1) L’Agence des services frontaliers du Canada fera une recommandation relativement à la vérification de sécurité concernant les demandeurs à Citoyenneté et Immigration Canada au plus tard le 30 juin 2008;

2) Immigration Canada prendra une décision définitive relativement à la demande de résidence permanente au plus tard le 30 juin 2008;

3) Si les demandeurs sont envoyés à Immigration Canada pour traitement, ce traitement sera complété au plus tard le 30 août 2008;

4) Les demandeurs se conformeront en temps utile à toutes demandes de renseignements de sorte à faciliter le traitement de leurs demandes de résidence permanente.

 

 

[7]       La seule question qui se pose donc est celle de savoir s’il convient de rendre une ordonnance d’adjudication des dépens.

 

[8]       En matière d’immigration, c’est l’article 22 des Règles des Cours fédérales en matière d’immigration et de protection des réfugiés, DORS/93-22, qui régit


l’adjudication des dépens. Voici le texte de cette disposition :

  22. Sauf ordonnance contraire rendue par un juge pour des raisons spéciales, la demande d’autorisation, la demande de contrôle judiciaire ou l’appel introduit en application des présentes règles ne donnent pas lieu à des dépens.

  22. No costs shall be awarded to or payable by any party in respect of an application for leave, an application for judicial review or an appeal under these Rules unless the Court, for special reasons, so orders.

 

[9]       Dans l’arrêt Kalachnikov c. Canada (Ministre de la Citoyenneté et de l’Immigration) (2003), 236 F.T.R. 142, la Cour a estimé qu’un retard de trois ans- dus à des préoccupations en matière de sécurité selon le défendeur- pour traiter de la demande du demandeur était déraisonnable. Toutefois, la Cour n’a pas adjugé des dépens, car elle a conclu que le demandeur n’avait pas démontré l’existence de « raisons spéciales ».

 

[10]     Dans l’arrêt Abdolkhaleghi c. Ministre de la Citoyenneté et de l’Immigration, 2005 CF 729, [2005] A.C.F. no 967 (1re inst.) (QL), le demandeur a sollicité un bref de mandamus après avoir attendu quatre ans pour que sa demande soit traitée. Durant ce temps, le défendeur avait tout simplement déclaré que son enquête était en cours. La Cour a conclu que le retard du défendeur avait été  déraisonnable et injustifié, et elle a adjugé des dépens calculés conformément à la colonne V du tarif B  des Règles des Cours fédérales, DORS/98-106.

 

[11]     J’estime que l’arrêt Khorrami c.
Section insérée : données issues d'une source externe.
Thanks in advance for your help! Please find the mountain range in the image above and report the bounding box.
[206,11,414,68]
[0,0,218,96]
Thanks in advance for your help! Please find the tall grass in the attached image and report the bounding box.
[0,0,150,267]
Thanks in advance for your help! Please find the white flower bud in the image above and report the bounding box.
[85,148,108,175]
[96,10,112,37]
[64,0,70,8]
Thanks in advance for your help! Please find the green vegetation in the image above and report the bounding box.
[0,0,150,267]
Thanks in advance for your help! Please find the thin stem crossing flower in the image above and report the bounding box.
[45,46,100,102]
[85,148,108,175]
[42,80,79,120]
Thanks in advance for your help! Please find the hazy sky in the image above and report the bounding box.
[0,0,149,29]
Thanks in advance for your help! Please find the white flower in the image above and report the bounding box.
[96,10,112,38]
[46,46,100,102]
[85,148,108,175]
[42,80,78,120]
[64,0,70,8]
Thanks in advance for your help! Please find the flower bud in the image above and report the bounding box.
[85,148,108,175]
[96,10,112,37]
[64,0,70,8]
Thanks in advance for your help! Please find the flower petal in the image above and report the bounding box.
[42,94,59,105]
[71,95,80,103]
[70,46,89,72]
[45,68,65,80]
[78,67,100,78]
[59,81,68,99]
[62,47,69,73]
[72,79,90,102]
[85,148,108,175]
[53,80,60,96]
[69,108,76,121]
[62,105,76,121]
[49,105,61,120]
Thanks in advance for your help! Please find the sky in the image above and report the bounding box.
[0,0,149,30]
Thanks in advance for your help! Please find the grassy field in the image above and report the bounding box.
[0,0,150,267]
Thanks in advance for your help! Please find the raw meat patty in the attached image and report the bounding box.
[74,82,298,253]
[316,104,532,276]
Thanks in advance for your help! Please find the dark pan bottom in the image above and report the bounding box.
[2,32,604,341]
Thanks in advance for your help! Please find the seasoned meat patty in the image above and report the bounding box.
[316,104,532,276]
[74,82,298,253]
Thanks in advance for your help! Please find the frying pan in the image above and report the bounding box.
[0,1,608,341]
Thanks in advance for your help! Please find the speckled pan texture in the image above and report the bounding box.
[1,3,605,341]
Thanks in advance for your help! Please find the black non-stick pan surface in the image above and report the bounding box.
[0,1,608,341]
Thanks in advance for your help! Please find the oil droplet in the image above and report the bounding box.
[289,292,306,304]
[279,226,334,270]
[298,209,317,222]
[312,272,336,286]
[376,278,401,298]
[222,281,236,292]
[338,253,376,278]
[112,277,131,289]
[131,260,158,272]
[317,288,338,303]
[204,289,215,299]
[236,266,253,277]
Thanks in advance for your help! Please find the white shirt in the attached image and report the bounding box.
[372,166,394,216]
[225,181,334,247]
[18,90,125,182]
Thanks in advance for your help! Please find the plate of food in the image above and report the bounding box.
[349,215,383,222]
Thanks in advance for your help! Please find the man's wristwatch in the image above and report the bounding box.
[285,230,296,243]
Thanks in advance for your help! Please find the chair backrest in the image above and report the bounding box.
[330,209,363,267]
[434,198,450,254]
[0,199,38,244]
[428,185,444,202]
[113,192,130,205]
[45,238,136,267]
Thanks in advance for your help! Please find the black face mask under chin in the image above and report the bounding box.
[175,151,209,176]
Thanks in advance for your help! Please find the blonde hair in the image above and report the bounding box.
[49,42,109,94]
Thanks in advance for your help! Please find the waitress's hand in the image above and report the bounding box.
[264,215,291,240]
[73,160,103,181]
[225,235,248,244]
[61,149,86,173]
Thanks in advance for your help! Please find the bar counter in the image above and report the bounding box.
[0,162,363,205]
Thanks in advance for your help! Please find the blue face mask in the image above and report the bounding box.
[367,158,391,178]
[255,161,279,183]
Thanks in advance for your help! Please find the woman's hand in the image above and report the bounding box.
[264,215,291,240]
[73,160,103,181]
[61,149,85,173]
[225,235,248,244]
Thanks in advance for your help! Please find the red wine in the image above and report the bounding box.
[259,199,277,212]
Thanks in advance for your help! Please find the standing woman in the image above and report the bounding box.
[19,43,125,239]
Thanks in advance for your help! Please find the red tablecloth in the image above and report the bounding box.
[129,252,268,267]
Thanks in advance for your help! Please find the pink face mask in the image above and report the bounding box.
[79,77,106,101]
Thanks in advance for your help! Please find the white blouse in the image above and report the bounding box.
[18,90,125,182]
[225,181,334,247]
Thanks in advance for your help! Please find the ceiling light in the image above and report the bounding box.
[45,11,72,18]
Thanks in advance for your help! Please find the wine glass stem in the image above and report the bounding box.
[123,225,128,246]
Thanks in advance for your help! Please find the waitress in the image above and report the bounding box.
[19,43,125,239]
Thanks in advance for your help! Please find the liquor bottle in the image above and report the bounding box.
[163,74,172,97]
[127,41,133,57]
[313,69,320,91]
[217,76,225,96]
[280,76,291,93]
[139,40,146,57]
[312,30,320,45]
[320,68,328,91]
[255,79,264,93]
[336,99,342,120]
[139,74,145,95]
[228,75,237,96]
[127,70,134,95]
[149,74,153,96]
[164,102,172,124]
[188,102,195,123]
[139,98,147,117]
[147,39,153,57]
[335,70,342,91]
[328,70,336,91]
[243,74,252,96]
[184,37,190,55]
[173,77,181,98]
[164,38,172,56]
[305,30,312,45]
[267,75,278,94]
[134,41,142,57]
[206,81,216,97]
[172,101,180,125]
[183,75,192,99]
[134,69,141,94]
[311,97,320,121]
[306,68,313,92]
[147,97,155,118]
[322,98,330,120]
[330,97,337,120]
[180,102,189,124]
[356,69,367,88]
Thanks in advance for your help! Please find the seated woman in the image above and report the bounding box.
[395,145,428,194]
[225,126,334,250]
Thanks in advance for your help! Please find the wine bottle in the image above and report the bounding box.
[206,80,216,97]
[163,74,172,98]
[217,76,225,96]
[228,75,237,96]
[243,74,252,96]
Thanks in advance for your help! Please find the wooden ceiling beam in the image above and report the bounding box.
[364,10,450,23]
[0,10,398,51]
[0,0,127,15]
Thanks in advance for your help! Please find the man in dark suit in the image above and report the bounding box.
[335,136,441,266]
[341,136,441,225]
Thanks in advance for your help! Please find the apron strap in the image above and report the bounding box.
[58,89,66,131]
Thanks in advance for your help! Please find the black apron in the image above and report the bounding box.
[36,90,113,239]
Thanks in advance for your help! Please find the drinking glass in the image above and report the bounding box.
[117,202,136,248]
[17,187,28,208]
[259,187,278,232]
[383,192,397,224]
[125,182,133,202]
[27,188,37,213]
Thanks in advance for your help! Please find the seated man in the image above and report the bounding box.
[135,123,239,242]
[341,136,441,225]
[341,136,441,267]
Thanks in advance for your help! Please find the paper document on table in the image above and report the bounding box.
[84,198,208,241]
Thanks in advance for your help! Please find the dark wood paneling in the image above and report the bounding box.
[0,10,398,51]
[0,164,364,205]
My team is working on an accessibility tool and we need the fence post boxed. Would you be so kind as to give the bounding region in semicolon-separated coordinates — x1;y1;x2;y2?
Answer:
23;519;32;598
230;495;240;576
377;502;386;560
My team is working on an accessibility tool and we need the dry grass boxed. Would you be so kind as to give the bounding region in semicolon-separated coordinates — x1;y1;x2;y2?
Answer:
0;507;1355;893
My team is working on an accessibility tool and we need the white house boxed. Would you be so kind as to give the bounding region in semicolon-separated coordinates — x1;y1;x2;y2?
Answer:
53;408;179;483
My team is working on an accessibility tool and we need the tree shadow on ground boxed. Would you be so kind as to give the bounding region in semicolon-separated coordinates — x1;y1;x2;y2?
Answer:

Canada (Ministre de la Citoyenneté et de l’Immigration) (2002), 223 F.T.R. 149, cité par le défendeur, n’est pas utile, car la Cour a refusé d’adjuger des dépens dans cette affaire du seul fait qu’il manquait de preuve et d’arguments concernant la raisonnabilité du retard. Dans la présente instance, le demandeur a soutenu en fait que le retard était déraisonnable et il a déposé des éléments de preuve convaincants en ce sens.

 

[12]     Le défendeur fait aussi référence à l’arrêt Singh c. Ministre de la Citoyenneté et de l’Immigration, 2005 CF 544, [2005] A.C.F. no 669 (1re inst.) (QL), et soutient qu’il ne devrait pas être pénalisé pour avoir effectué les vérifications des antécédents qui s’imposaient. Dans cette affaire, le demandeur avait cherché à obtenir des dépens avocat‑client après un retard de douze ans dans le traitement de sa demande de résidence permanente. Toutefois, la Cour a conclu que même si le défendeur avait pris un temps déraisonnable pour arriver à sa décision quant au droit d’établissement du demandeur, il ne s’était pas comporté d’une manière qui justifiait l’adjudication des dépens avocat‑client. Plus particulièrement, le défendeur ne s’était pas opposé à une demande d’autorisation de solliciter un bref de mandamus et avait accéléré le traitement de la demande du demandeur. La Cour a, néanmoins, adjugé des dépens partie-partie.

 

[13]     Dans la présente instance, il y a un retard de dix ans pour lequel le défendeur a fourni peu ou point d’explication. Le défendeur fait valoir que les dossiers des demandeurs avaient été envoyés à l’ASFC en juillet 2007. Toutefois, les demandeurs ont déposé leurs demandes de résidence permanente en 1998 et en 2002. Le défendeur n’a pas fourni d’explication quant au temps qu’il a pris pour envoyer le dossier à l’ASFC pour commencer. À mon avis, si le défendeur s’était acquitté de ses obligations dans un délai raisonnable, les demandeurs n’auraient pas été obligés d’engager des frais pour introduire la présente demande de contrôle judiciaire (voir Dragan c. Canada (Ministre de la Citoyenneté et de l’Immigration), [2003] 4 C.F. 189). Par conséquent, je conclurai qu’il convient dans la présente instance d’adjuger des dépens sur une base partie-partie, dépens que je fixe au montant forfaitaire de 2 500 $ en vertu du paragraphe 400(4) des Règles des Cours fédérales.

 

« Yvon Pinard »          

_____________________

Juge                

 

 

Ottawa (Ontario)

Le 21 mai 2008

 

 

 

 

Traduction certifiée conforme

David Aubry, LL.B.

 


COUR FÉDÉRALE

 

AVOCATS INSCRITS AU DOSSIER

 

 

DOSSIER :                                                               IMM-4359-07

 

INTITULÉ :                                                              VIGNARAJAH SELLATHURAI

                                                                                   JEYANTHI VIGNARAJAH

                                                                                   c.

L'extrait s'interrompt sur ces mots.